SBNation rolled out a UConn football preview this week and thorough doesn't begin to describe it. Kudos to Bill Connelly for the exhaustive effort. Unfortunately, a team that we've all known to be in rebuilding mode well before coach Bob Diaco arrived on the scene in December 2013, remains so after his first full season yielded just two wins.
The issues haven't changes -- starting with finding a starting quarterback -- but Connelly does offer some hope by looking at other FBS programs that saw surprising success under new coaches entering their second season.
"There were second-year surges last year -- Sonny Dykes at California, Bret Bielema at Arkansas, Dave Doeren at NC State, Skip Holtz at Louisiana Tech, Sean Kugler at UTEP," Connelly wrote on Wednesday. "On average, these five went from three wins and an F/+ ranking of 103rd in 2013 to seven wins and 51st in 2014. None of the five was expected to do as well as he did. That's the Year Zero effect."
Sadly, Connelly doesn't expect that same good fortune to shine on the Huskies in 2015.
"Is there potential for a similar rise at UConn? Probably not. If the running game catches hold, then there's possible for improvement into the 90s or so on offense, and if the run defense improves as I expect, then maybe the defense will creep back into the 50s or 60s in Def. S&P+. Average that out, and maybe this becomes a top-80 team."

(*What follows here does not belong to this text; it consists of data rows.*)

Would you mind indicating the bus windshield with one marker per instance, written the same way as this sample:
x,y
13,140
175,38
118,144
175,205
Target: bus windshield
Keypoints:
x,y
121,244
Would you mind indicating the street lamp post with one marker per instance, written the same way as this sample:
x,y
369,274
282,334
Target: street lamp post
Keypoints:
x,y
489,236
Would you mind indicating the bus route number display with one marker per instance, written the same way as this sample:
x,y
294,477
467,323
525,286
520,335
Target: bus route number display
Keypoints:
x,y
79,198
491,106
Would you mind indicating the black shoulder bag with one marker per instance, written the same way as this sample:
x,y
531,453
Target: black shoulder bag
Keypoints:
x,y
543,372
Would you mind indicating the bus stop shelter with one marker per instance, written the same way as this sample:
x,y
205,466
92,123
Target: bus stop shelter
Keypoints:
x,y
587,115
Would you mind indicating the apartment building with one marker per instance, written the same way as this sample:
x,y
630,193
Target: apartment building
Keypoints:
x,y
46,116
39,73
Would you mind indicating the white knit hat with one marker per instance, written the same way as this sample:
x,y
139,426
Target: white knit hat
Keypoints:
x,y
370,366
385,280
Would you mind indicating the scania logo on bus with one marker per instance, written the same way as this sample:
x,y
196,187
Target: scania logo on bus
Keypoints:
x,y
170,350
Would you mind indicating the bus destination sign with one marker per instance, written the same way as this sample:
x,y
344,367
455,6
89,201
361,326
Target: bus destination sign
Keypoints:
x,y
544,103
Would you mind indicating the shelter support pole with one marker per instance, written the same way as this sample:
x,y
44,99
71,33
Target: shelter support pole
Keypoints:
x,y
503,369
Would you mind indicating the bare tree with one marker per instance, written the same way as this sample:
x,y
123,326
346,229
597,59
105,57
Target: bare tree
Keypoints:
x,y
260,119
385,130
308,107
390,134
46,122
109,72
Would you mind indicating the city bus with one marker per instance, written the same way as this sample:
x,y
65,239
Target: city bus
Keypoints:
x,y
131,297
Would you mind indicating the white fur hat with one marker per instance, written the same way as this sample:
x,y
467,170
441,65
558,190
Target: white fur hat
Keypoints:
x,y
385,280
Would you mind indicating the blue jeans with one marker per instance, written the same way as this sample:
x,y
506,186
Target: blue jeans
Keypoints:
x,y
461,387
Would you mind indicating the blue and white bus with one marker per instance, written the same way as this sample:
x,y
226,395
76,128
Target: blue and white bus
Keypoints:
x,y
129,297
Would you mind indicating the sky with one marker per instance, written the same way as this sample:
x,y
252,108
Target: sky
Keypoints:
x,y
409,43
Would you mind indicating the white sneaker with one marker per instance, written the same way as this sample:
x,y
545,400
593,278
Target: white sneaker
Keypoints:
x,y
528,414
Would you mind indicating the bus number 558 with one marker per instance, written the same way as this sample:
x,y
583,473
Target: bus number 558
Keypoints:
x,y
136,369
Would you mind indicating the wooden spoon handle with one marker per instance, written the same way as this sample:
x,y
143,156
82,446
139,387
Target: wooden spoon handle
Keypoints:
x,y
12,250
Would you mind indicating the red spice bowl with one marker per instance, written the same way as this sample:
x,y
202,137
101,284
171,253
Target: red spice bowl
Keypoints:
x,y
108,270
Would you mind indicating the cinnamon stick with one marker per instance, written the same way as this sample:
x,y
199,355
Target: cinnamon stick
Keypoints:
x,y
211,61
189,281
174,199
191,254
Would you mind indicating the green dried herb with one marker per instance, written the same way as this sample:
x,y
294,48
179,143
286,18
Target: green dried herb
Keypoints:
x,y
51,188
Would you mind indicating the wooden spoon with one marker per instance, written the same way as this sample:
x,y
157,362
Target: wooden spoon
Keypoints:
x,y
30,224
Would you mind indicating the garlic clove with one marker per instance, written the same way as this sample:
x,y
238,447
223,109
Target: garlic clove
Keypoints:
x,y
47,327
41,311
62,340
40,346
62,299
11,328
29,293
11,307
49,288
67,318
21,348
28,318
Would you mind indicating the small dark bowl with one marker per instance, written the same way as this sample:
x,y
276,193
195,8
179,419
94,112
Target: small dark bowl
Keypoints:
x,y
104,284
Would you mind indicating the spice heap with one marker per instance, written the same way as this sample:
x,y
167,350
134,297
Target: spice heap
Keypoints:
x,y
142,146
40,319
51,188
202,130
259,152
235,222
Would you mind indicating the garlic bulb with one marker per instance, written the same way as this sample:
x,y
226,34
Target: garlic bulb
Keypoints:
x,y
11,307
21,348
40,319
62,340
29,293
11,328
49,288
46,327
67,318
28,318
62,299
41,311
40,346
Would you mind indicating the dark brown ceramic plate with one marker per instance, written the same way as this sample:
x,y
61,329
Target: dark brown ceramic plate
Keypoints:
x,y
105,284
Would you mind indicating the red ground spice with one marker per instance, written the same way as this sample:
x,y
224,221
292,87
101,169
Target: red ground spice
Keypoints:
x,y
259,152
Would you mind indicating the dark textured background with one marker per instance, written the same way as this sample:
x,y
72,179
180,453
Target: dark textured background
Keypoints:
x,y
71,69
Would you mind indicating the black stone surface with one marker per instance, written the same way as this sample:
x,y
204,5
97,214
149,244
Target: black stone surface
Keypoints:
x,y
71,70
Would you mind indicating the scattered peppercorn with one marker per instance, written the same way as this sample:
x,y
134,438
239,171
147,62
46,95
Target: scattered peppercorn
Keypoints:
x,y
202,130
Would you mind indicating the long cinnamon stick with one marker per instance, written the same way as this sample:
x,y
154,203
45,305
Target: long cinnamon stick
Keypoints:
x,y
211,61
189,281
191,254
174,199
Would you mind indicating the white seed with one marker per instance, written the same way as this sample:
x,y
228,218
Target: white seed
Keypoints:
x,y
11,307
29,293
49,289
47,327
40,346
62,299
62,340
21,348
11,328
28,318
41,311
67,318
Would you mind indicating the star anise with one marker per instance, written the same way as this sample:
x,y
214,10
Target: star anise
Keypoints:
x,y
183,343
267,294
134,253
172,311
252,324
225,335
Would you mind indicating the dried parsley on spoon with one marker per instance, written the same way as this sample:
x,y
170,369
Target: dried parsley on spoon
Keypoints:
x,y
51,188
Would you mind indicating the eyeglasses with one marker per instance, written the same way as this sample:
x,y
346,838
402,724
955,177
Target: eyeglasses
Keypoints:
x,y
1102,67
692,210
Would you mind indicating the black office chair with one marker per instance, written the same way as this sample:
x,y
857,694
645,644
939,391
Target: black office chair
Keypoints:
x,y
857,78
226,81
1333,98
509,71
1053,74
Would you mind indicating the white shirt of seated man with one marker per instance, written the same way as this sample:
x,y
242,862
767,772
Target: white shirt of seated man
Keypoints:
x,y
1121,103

Hey, it's better than going backwards -- though, to be fair, UConn ranked near the bottom of all FBS programs in most major categories last season. That said, if you're a glass-half-full type, Connelly does expect some improvement, even if it's marginal at best.
But that's too big a leap to count on, especially considering how bad the offense has been for going on five years now. The odds are much better than UConn improves to around 100th, and while that's something you can build off of, it won't result in many 2015 wins, not with only four opponents who ranked worse than 73rd last year."
None of this would come as a surprise to Diaco, we'd imagine. He's been preaching longer than anyone that this wasn't an easy rebuilding project. The question now becomes whether the Huskies can get better -- even if incrementally -- this season and beyond.